I was raised in Alaska and had traveled in Canada a few times, to gain a sense that it was a pretty well run and free place. That ended in the late 1980s when I moved to Texas, and it seems that since then there has been a complete reconstruction of the Canadian society.
I find the present social mindset there unfathomable, considering the similarities between Alaska and Canada in their history, development, and peoples. Particularly exemplified by firearms regulations, the ethnosocialist neoliberal cast of the cultural jib is scary. When I drove through Canada in my youth I was never searched, or asked about firearms, which were pretty much guaranteed to be in the possession of Alaskans.
I doubt very much that would be the case today.
The bizarre denuclearization of the family, with parents required to use the preferred pronouns of their spawn or face actual jail, has obviously been inculcated decades ago via public education.

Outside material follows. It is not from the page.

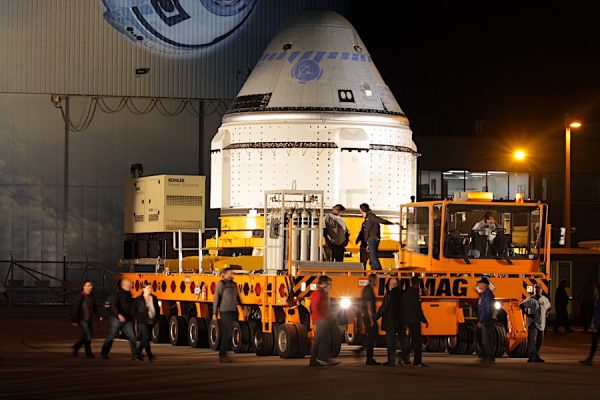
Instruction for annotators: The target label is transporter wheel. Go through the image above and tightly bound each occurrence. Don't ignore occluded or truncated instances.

Given the natural environment in Canada, that challenges human survival particularly in the North, I am nonplussed how people might be pushed to accept such survival weakening memes. While changes occurred in Alaska as well, there is a vast gulf between the changes the two have experienced during my lifetime, and the neoliberal/neocon agenda is far less advanced in Alaska.
Thanks for pointing out one of the vectors for the strange direction Canadian society has been pushed along of late. Let's hope that as technology empowers people to better control the influences impacting them, reason and greater autonomy rise again to eminence in the culture there.